The best diagnostic projections are the AP and oblique films, although degenerative spondylolisthesis and intersegmental instability may require lateral films in flexion and extension ( Fig. 4-13 ) [17] . The AP film shows a loss of joint space , which nevertheless is an unreliable sign in this projection owing to common anatomic variations in facet planes and projectional distortion. Sclerosis may be evident in the subchondral bone. Osteophytes usually arise at the superior aspect of the joint, but they too are difficult to identify. By far the best diagnostic film is the oblique view, which allows accurate visualization of most of the lumbar apophyseal joints. Less than 25% of degenerative facets visible on CT appear on oblique radiographs [27] . Often, degenerative facet subluxation is evidenced as subchondral sclerosis in the adjacent pars region, which is mechanically impacted, particularly at L4 and L5 [17] . The lateral radiograph may reveal an increase in density in the region of the apophyseal joints, but this appearance is often an artifact of the decreased beam penetration through the overlying pelvis.

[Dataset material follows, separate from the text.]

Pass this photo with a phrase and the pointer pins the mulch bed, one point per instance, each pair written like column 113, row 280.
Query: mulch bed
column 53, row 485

An additional common radiographic projectional artifact seen at the L4 and L5 levels is the superimposition of the superior articulating process into the foramen, simulating osseous encroachment [17] .

Figure 4–13 Lumbar facet arthrosis with degenerative spondylolisthesis. Plain AP ( A ) and left oblique ( B ) radiographs show the narrowing of joint space ( arrows ) at the left side of the L4-L5 facet joint. There is abnormal widening of right facet joint space ( open arrow ) at the L4-L5 level. Lateral extension ( C ) and flexion ( D ) views of the lumbar spine well show the dynamic anterolisthesis at the L4-L5 level. E, Axial CT scan of the L4-L5 level demonstrates osteophytes, vacuum phenomenon, joint space narrowing ( left ) and joint subluxation ( right ) at both facet joints, along with the accompanying disc bulging.
Because the capsule and ligaments of the apophyseal articulations are richly supplied with nerves, prominent clinical manifestations of osteoarthritis in these locations are expected. Furthermore, the occurrence of various types of spinal stenosis in this disease, leading to compression of the spinal cord and nerve roots, is well recognized and best demonstrated by means of CT [2] .

Intervertebral Disc
The most common location for disc degeneration is at the L4-L5 level. As in the cervical spine, the major radiographic signs consist of decrease in disc height, osteophyte formation, end plate sclerosis, vacuum phenomenon, and subluxation ( Fig. 4-14 ) [17] . The best diagnostic radiograph for the detection of degenerative disc disease is the lateral projection, supplemented with AP and oblique studies.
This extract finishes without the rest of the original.